Well, for a start, I salute everybody doing systematic meta-studies. Given the problems outlined, I’m not particularly sure any one study really proves anything, but after a number of years and a number of studies, you can start getting an impression of what the conclusions are. Meta-studies are an excellent way of systematically incorporating the existing knowledge, and particularly if they also focus on the quality as well as the conclusions of the individual studies included – meta-studies are a really powerful tool. Sometimes just really powerful at telling us that our evidence is contradictory and we don’t actually know much of anything, but, you know what? That might be the real answer.

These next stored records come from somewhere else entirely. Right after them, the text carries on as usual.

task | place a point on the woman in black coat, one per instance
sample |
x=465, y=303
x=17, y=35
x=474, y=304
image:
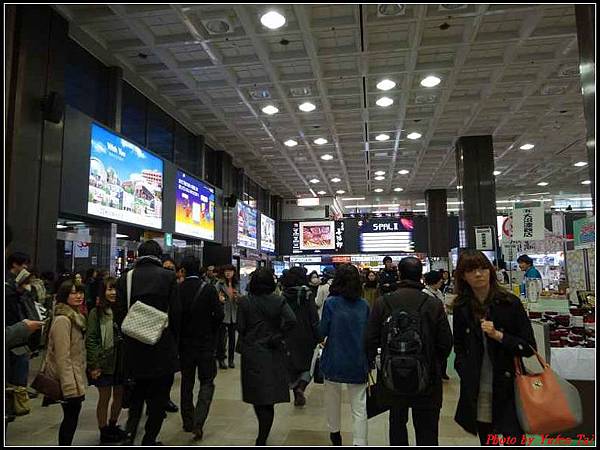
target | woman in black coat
x=304, y=337
x=263, y=320
x=491, y=327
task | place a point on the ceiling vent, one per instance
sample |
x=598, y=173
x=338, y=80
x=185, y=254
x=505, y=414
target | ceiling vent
x=218, y=26
x=391, y=9
x=452, y=7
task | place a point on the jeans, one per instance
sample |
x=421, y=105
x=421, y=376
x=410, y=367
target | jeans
x=207, y=370
x=426, y=423
x=71, y=409
x=155, y=392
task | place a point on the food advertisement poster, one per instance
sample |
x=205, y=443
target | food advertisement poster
x=125, y=181
x=195, y=208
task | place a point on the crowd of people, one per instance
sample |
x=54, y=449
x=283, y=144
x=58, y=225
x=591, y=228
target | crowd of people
x=393, y=322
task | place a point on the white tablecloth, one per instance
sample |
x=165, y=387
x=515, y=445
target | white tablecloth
x=574, y=363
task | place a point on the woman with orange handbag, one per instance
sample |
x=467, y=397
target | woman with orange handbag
x=491, y=327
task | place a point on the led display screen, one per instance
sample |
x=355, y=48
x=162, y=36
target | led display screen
x=125, y=181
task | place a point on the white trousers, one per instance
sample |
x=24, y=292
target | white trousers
x=358, y=404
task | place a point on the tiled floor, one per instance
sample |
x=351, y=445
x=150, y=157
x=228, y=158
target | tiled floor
x=232, y=422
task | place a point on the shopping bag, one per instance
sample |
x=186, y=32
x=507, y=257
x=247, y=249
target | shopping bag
x=375, y=394
x=545, y=402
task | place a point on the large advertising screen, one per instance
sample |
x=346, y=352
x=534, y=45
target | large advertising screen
x=195, y=207
x=247, y=218
x=125, y=181
x=386, y=235
x=267, y=234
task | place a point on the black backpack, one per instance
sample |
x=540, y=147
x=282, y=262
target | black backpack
x=405, y=366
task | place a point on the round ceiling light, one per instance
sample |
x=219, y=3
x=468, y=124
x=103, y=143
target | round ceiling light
x=430, y=81
x=386, y=85
x=270, y=110
x=272, y=20
x=384, y=102
x=307, y=107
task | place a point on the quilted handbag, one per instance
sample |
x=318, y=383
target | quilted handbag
x=545, y=402
x=143, y=322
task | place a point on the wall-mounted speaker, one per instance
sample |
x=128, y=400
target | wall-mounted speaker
x=53, y=107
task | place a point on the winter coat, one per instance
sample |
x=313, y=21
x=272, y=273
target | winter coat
x=263, y=322
x=509, y=317
x=303, y=338
x=344, y=324
x=157, y=287
x=66, y=356
x=230, y=306
x=437, y=332
x=201, y=317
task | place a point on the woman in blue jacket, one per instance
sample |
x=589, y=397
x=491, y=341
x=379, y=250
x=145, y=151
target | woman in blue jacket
x=344, y=360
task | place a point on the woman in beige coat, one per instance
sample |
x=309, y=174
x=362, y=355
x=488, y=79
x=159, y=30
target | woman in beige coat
x=66, y=358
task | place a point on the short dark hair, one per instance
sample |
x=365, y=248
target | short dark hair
x=296, y=276
x=19, y=258
x=432, y=277
x=346, y=282
x=150, y=248
x=65, y=288
x=261, y=282
x=410, y=268
x=191, y=265
x=526, y=259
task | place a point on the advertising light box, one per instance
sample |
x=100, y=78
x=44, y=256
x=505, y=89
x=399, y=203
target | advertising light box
x=386, y=235
x=125, y=181
x=195, y=208
x=267, y=234
x=247, y=222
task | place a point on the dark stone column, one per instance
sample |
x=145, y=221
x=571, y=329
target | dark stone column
x=474, y=172
x=586, y=38
x=34, y=155
x=437, y=218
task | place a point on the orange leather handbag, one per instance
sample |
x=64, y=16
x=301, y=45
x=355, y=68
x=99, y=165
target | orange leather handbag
x=546, y=403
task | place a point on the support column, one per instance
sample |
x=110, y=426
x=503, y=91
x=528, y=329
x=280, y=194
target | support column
x=474, y=172
x=586, y=38
x=437, y=218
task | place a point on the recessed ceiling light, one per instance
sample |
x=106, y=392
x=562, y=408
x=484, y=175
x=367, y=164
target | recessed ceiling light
x=272, y=20
x=384, y=102
x=270, y=110
x=307, y=107
x=386, y=85
x=430, y=81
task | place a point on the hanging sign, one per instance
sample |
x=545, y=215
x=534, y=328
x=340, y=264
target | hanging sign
x=528, y=222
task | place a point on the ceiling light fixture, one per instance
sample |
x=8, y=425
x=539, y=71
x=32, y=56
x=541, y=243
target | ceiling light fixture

As for individual studies… I think it’s important to base your conclusions on multiple strands of evidence, and connect them with simple methods and good solid logic. I think high-throughput data is quite seductive, in that you can generate a lot of it quickly, and of course you can see patterns in it – you’ll see patterns in any large enough set of numbers. So, build up evidence from multiple sources, make sure that your sources of evidence follow best practice recommendations (controls, sufficient replicates, etc.), integrate the data (ooh, buzzword), be aware that noise and false positives are a problem at every stage of the process, and see what you can get out of it. It’s frustrating, and takes years, and you probably won’t get very flashy results out of it. Unfortunately, it’s how solid science is done. As a bioinformatician, I don’t aspire to use the most complicated models, or build the most sophisticated tools. What I aspire to do is to find simple, solid strategies to filter noise from meaning.

In conclusion – our field is messy, noisy, and filled with false positives. But it’s exciting and I love it anyway, and I think it’s crucial that we keep trying to make it better. I don’t believe in genomics, but I do believe in its future.